PyTSC: A Unified Platform for Multi-Agent Reinforcement Learning in Traffic Signal Control
This work addresses challenges for researchers in traffic management by providing a more robust and flexible simulation environment, though it appears incremental as it builds on existing simulators and MARL methods.
The authors tackled the problem of slow simulation speeds and convoluted codebases in Multi-Agent Reinforcement Learning (MARL) for Traffic Signal Control (TSC) by introducing PyTSC, a unified platform that integrates simulators like SUMO and CityFlow with a streamlined API, enabling efficient training and evaluation of MARL algorithms.

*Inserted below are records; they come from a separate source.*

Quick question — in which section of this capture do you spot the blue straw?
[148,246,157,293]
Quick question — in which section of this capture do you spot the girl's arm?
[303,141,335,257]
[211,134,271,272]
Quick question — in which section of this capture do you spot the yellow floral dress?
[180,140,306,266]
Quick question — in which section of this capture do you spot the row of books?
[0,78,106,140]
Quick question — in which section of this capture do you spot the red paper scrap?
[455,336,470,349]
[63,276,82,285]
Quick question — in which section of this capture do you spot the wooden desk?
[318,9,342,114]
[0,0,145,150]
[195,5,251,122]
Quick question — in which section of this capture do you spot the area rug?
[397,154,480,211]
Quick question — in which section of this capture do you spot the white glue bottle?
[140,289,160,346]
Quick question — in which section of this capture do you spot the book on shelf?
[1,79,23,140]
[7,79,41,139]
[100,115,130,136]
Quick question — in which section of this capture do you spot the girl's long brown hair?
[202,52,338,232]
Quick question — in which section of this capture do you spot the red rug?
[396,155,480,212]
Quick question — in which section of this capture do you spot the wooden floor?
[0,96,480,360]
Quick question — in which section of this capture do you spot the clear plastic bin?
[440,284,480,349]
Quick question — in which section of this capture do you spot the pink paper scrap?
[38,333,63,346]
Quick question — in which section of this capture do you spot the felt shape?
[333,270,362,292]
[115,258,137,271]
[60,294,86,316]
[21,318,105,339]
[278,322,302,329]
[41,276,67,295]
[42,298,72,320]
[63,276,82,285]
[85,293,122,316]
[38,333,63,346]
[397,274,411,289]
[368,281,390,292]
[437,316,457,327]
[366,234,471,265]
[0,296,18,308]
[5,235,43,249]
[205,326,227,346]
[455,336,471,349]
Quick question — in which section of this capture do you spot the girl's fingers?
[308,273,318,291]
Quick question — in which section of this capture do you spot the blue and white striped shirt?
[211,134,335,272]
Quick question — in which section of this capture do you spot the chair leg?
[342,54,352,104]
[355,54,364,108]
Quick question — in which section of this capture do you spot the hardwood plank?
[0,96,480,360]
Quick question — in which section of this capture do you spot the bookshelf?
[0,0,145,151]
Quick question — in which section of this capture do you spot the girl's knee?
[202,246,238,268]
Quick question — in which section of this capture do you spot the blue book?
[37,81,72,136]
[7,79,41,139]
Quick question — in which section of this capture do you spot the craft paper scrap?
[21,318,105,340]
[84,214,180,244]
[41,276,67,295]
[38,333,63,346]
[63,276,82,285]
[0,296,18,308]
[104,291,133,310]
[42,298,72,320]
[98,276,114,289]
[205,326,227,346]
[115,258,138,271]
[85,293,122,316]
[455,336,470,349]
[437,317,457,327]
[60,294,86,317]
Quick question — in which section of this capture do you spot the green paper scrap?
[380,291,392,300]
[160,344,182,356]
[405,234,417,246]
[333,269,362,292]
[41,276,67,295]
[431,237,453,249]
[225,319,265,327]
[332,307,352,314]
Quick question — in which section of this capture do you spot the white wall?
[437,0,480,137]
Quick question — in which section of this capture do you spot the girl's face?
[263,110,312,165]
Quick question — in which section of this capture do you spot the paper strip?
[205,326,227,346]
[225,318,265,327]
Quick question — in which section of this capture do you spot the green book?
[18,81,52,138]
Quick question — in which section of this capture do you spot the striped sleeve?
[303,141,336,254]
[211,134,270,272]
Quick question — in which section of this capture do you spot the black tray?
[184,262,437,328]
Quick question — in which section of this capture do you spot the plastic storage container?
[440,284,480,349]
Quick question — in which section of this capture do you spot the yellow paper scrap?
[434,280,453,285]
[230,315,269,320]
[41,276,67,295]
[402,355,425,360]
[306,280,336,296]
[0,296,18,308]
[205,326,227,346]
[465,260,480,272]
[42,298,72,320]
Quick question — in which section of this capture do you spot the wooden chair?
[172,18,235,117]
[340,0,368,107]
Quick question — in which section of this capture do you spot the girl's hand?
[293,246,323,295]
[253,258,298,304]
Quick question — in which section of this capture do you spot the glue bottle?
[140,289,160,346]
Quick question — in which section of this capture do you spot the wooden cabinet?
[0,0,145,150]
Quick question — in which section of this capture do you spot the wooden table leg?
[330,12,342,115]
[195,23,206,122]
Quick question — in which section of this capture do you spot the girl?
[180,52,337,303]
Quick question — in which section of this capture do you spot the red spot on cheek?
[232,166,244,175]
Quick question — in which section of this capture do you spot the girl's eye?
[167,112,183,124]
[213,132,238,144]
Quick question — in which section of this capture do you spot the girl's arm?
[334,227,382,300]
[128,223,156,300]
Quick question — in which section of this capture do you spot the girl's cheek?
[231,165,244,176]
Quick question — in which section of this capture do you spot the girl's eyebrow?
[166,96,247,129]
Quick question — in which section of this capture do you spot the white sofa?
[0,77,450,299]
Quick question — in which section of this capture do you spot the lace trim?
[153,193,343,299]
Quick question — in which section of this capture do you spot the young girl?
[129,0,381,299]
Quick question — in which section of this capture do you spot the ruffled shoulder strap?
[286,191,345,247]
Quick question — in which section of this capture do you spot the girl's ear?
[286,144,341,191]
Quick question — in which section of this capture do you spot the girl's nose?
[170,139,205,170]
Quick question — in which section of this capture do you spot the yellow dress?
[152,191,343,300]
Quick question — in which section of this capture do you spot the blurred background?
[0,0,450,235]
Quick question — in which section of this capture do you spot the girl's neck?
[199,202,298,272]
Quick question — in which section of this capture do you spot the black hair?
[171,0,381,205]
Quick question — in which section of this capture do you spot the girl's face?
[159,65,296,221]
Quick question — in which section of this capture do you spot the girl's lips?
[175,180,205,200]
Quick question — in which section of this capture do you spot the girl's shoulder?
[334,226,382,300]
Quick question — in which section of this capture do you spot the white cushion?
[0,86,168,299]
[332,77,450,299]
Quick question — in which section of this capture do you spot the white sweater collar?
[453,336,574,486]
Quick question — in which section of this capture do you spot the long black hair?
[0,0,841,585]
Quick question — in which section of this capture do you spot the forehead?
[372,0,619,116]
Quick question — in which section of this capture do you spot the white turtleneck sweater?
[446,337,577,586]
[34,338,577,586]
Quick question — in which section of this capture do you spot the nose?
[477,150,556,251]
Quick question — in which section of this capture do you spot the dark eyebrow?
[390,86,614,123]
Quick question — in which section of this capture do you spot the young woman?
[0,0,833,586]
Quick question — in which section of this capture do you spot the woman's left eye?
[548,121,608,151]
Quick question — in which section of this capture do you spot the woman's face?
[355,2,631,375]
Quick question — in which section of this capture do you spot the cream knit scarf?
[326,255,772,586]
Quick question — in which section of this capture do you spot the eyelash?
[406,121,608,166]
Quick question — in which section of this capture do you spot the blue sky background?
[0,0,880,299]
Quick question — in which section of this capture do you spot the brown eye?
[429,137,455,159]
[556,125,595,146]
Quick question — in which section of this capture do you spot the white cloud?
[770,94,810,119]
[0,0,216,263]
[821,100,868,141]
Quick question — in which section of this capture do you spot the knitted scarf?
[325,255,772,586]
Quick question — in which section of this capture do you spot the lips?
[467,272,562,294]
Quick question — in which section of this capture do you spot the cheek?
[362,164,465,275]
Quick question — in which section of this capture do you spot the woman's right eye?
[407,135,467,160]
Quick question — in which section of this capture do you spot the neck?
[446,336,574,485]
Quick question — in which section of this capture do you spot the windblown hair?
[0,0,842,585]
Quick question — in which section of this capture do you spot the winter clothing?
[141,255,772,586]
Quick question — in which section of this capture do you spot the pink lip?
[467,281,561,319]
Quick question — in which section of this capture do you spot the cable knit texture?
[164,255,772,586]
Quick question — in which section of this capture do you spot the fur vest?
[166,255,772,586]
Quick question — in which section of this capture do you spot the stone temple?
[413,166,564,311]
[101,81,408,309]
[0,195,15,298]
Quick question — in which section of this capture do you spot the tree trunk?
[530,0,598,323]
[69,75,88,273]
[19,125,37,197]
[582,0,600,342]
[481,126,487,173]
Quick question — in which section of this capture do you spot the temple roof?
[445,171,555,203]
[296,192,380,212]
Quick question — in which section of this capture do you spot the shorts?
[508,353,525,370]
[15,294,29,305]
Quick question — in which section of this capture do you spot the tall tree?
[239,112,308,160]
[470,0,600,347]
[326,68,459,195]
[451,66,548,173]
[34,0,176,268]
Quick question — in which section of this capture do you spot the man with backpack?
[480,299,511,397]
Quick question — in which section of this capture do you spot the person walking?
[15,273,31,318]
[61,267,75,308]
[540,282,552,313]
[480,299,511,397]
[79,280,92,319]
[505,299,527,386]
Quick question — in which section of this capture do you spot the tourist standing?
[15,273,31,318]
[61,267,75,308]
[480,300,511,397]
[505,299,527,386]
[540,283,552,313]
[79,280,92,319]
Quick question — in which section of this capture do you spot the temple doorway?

Multi-Agent Reinforcement Learning (MARL) presents a promising approach for addressing the complexity of Traffic Signal Control (TSC) in urban environments. However, existing platforms for MARL-based TSC research face challenges such as slow simulation speeds and convoluted, difficult-to-maintain codebases. To address these limitations, we introduce PyTSC, a robust and flexible simulation environment that facilitates the training and evaluation of MARL algorithms for TSC. PyTSC integrates multiple simulators, such as SUMO and CityFlow, and offers a streamlined API, empowering researchers to explore a broad spectrum of MARL approaches efficiently. PyTSC accelerates experimentation and provides new opportunities for advancing intelligent traffic management systems in real-world applications.